Speaking on the margins of a conference in Milan, Passera told reporters that austerity measures adopted so far have put Italy "among the countries better placed to deal with the financial turmoil Europe finds itself in."
After the weekend deal in which eurozone leaders agreed to lend Spain up to 100 billion euros to recapitalize its debt-laden banks, many analysts believe Italy may be the next country to seek assistance.
A European market rally early on Monday fizzled out quickly. Italian benchmark bond yields rose above 6 percent at one point, less than half a point below Spain's levels. The spread compared with safer German Bunds rose to around 4.6 points, compared with a recent low of 2.8 points in March.
Andrea Riccardi, minister for International Cooperation, sounded slightly less upbeat than Passera when asked if the government was more worried about the crisis spreading to Italy following the bailout for Spain's banks.

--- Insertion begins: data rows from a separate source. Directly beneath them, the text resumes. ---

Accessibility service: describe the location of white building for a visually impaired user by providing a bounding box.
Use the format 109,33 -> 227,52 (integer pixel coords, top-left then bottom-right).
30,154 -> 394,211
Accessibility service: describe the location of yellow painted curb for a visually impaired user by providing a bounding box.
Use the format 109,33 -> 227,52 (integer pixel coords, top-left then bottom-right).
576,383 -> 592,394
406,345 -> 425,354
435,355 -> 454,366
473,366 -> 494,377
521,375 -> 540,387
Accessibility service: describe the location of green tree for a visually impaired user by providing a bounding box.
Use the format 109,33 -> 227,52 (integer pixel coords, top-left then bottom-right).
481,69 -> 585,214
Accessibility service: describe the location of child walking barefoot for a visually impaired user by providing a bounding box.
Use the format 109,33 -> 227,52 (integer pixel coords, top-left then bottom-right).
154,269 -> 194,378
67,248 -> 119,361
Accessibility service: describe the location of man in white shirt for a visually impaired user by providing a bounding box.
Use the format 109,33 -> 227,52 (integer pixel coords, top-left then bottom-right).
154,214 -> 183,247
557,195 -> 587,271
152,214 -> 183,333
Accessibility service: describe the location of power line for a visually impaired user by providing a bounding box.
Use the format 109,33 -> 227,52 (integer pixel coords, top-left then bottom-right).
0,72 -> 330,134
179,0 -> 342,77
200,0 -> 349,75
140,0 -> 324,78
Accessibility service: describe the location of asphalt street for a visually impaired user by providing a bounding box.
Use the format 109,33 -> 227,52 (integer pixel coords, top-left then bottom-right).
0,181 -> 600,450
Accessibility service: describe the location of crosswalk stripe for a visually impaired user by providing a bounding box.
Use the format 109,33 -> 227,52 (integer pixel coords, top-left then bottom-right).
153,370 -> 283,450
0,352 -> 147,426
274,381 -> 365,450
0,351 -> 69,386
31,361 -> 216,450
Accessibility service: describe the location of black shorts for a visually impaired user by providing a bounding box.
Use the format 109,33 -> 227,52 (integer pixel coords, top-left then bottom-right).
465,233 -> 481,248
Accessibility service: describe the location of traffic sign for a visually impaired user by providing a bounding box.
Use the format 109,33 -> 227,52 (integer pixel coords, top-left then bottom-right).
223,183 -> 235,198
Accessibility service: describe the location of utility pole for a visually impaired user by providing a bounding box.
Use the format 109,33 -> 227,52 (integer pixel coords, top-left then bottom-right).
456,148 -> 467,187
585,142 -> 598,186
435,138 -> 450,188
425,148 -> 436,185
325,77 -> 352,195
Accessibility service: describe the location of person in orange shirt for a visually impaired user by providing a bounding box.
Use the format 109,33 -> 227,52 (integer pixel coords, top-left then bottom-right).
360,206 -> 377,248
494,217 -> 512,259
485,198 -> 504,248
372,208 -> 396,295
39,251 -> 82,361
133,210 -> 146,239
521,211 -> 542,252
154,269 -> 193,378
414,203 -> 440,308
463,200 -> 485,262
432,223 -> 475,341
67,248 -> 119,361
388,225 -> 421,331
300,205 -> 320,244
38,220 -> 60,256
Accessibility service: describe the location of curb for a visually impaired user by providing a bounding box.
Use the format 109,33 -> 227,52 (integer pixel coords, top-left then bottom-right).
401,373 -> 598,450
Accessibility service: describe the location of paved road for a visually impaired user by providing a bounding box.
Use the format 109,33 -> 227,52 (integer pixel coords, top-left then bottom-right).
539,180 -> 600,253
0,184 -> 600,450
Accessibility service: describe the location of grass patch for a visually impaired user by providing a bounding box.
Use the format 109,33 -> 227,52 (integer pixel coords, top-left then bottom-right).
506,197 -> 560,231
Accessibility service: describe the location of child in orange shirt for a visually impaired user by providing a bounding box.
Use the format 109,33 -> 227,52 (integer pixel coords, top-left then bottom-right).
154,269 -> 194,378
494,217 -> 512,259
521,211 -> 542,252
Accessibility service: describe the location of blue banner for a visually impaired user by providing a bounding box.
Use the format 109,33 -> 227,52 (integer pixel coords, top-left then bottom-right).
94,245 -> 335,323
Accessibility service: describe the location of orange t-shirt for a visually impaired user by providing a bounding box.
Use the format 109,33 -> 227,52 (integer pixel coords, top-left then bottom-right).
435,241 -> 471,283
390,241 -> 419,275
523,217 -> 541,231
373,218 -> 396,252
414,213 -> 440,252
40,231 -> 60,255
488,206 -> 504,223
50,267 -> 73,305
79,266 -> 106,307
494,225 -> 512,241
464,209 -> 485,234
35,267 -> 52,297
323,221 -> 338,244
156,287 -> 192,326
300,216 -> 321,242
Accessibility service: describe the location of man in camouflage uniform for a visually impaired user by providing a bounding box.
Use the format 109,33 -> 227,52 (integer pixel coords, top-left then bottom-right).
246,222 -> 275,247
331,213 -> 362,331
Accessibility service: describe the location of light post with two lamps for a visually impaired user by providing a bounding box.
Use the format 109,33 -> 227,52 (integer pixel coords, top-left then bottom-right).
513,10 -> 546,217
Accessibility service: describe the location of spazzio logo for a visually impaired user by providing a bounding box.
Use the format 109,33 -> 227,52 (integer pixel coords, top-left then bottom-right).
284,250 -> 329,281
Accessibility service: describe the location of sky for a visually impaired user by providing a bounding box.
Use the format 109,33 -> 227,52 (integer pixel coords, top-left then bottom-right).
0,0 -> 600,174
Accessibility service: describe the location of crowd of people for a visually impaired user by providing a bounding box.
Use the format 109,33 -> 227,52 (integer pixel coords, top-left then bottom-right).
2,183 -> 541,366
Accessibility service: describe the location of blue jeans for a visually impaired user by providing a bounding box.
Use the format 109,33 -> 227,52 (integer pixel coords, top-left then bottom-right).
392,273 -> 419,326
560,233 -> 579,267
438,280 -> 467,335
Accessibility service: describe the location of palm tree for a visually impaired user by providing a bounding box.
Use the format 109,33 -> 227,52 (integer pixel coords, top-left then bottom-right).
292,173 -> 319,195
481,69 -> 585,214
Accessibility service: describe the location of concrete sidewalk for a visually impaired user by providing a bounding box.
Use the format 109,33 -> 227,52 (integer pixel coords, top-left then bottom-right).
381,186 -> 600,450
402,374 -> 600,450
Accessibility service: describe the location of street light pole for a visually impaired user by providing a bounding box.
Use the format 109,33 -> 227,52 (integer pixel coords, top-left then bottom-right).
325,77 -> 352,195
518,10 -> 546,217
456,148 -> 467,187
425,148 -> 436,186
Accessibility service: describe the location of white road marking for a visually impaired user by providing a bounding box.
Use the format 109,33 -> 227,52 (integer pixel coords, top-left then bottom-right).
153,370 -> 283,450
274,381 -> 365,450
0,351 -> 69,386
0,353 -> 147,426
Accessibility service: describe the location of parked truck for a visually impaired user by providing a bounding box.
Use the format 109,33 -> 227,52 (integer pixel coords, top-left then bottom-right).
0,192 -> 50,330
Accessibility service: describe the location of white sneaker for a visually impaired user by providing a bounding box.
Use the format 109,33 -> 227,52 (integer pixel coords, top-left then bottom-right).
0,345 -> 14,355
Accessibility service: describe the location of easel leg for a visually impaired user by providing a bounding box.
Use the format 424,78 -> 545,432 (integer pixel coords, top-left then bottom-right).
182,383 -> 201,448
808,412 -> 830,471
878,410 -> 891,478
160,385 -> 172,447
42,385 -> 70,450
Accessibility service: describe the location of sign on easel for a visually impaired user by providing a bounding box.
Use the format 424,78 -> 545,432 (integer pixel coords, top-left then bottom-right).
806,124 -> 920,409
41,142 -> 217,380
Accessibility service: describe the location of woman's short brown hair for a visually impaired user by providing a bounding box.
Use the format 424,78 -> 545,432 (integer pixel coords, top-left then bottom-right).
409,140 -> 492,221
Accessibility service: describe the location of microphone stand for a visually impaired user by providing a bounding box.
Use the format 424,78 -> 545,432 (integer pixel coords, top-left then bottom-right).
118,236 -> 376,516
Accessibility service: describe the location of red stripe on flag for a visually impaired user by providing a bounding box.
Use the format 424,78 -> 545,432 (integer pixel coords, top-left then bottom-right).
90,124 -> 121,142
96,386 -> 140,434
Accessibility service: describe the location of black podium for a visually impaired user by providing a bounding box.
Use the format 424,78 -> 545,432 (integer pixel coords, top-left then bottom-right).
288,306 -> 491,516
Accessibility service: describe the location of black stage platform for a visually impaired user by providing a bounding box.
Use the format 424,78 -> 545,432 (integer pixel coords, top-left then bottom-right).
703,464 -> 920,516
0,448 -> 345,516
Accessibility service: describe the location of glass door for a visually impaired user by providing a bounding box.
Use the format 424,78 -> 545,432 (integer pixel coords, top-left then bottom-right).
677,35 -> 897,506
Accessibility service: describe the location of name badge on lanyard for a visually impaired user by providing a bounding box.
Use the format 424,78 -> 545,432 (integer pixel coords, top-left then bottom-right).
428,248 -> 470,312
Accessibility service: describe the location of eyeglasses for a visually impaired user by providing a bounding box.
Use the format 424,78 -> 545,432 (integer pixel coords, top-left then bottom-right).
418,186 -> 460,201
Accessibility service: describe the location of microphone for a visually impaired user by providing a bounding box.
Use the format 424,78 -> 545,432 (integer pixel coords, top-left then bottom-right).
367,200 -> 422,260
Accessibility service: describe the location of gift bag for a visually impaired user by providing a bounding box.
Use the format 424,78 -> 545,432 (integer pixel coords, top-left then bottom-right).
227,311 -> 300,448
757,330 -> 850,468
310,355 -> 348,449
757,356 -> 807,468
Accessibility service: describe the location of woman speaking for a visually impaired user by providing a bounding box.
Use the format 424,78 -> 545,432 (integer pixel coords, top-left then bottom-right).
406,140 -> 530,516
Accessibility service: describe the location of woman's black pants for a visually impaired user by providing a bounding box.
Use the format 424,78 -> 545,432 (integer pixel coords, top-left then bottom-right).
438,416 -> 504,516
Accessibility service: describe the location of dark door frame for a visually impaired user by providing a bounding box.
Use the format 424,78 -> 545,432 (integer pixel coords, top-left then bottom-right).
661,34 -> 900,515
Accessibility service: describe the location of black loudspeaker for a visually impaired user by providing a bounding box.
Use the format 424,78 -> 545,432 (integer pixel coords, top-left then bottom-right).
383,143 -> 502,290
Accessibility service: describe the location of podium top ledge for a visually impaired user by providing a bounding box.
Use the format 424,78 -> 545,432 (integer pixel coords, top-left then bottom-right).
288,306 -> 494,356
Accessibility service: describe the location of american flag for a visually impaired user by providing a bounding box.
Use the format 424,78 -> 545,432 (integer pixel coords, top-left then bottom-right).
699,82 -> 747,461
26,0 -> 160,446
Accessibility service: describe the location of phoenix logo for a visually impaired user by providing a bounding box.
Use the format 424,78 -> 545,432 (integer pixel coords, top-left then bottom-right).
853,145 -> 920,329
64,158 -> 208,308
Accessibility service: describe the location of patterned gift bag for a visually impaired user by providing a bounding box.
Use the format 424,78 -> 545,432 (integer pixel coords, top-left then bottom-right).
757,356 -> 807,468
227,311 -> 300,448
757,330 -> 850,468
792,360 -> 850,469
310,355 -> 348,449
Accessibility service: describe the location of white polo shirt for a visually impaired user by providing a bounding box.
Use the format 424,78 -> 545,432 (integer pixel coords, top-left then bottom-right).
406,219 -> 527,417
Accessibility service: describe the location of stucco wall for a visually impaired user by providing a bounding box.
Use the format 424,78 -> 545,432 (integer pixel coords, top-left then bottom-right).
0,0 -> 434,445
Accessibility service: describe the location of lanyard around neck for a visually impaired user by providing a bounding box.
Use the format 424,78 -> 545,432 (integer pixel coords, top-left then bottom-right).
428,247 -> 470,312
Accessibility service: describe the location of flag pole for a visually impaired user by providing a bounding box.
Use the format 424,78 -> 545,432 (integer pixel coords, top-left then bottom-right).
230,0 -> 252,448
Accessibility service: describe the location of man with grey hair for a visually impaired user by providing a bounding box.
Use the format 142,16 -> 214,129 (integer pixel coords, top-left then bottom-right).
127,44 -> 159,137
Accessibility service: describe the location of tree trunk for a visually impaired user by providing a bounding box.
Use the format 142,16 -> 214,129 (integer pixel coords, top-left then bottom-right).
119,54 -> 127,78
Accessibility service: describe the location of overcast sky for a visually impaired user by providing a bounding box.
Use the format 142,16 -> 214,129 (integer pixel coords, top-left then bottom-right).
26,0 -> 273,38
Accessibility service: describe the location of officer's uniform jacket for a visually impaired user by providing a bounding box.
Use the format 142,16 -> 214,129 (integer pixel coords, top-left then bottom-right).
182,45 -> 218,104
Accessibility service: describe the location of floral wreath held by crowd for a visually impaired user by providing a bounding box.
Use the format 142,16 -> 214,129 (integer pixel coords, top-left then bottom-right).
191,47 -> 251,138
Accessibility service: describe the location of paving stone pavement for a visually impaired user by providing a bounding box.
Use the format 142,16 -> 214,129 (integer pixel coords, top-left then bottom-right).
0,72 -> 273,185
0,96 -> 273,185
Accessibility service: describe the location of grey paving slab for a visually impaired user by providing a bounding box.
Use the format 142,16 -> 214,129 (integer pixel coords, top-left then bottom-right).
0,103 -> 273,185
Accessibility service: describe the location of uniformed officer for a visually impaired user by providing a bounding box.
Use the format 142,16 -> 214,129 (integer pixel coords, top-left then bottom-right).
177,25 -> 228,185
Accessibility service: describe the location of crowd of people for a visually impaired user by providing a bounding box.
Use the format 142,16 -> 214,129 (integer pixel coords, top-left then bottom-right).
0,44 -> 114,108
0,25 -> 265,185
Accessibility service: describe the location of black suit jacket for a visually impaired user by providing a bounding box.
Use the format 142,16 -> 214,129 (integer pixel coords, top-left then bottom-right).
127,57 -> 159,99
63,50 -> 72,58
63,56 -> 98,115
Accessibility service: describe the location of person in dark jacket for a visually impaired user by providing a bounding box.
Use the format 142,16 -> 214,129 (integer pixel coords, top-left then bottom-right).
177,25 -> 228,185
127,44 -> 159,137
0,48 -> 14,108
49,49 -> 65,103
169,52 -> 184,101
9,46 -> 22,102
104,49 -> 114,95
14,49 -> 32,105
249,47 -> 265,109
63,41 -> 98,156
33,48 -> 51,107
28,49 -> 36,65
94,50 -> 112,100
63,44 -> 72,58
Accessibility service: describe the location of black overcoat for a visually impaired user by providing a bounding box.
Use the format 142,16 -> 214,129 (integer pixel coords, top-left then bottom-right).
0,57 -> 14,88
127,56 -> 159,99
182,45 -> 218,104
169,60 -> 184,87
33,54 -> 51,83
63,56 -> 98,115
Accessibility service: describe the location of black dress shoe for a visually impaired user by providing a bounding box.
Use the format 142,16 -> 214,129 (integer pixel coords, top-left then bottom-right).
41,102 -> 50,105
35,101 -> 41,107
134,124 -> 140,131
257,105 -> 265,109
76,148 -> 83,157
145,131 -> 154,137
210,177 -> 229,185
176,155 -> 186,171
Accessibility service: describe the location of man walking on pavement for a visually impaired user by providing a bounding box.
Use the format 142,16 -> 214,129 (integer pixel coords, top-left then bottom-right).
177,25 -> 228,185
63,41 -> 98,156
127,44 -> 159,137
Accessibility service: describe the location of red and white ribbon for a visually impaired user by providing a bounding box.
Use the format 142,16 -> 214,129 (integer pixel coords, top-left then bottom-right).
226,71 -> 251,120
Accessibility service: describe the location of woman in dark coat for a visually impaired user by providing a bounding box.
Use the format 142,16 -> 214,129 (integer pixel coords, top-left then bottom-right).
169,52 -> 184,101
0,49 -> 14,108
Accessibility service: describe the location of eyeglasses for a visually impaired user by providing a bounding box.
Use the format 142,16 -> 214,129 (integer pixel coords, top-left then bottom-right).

"This government has always been worried, our commitment has always been accompanied by our concern to avoid the abyss," he told Reuters. "Today we are watching what is happening in Spain very closely, but we are much less worried than we were in November" when Prime Minister Mario Monti took office.
Monti formed a government of technocrats when a discredited Silvio Berlusconi stepped down in November as Italy seemed headed toward a Greek-style default on its massive debt.
To shore up investor confidence, Monti immediately passed a tough austerity package, including new taxes and pension cuts, which is now weighing on his popularity.
Italy is facing headwinds both from the broader eurozone debt crisis and the growing domestic difficulties for Monti, who admitted last week that he had lost the support of important parts of the country's establishment.
He was referring in particular to a front page editorial in Italy's most influential daily, Corriere della Sera, in which two prominent economists, Francesco Giavazzi and Alberto Alesina, said Monti's early reform drive had petered out and its policies now seemed very similar to its predecessors'.
The economy is mired in a deep recession which shows no sign of easing and parts of the ruling majority are openly discussing whether it would be better to pull support from Monti and hold an early election before the end of this year.
"We must all save ourselves together (because) no-one can save themselves alone," Passera said in support of the deal for Spain.
"The cost of not saving Europe and allowing the euro to disintegrate, which can absolutely be avoided, would be higher than the cost of helping the countries in difficulty to make the necessary adjustments."